Crossbows are louder but with there speeds it isn't usually an issue. The bolts lose kinetic energy after 40yds and you should not shoot further than this. Keep it at around 20yds and you'll be fine.


----------



## atcfisherman (Oct 5, 2006)

I have had a crossbow for about 6 years and if you practice enough and have a higher end crossbow that shoots +300 fps, you can make a kill shot at up to 60 yards. I have killed a few pigs at 45-50 yards with no problem. Yes they are louder, but their speeds make up the difference. If you want the best, go with TenPoint, or Excalibur. Parker makes some great crossbows that are very reliable, but stay away from Barnettts. I have had two and one blew up on me and the other can't hold a line worth anything.
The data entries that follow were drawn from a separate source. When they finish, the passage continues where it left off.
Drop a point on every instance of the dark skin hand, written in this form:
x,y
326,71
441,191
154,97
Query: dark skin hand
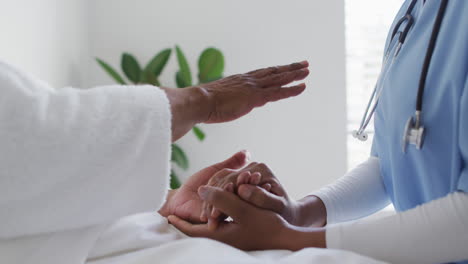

TenPoints IMO are the best and for workmanship, they are the tops.


----------



## TXwhtlHNTR (Nov 19, 2008)

atcfisherman said:


> ...TenPoints IMO are the best and for workmanship, they are the tops.


:smile:

X2


----------



## Dirt Daddy (Sep 11, 2004)

TEN POINT BOWS ARE OUTSTANDING...


----------



## Dirt Daddy (Sep 11, 2004)

I KEEP ALL MY SHOTS INSIDE 40...


----------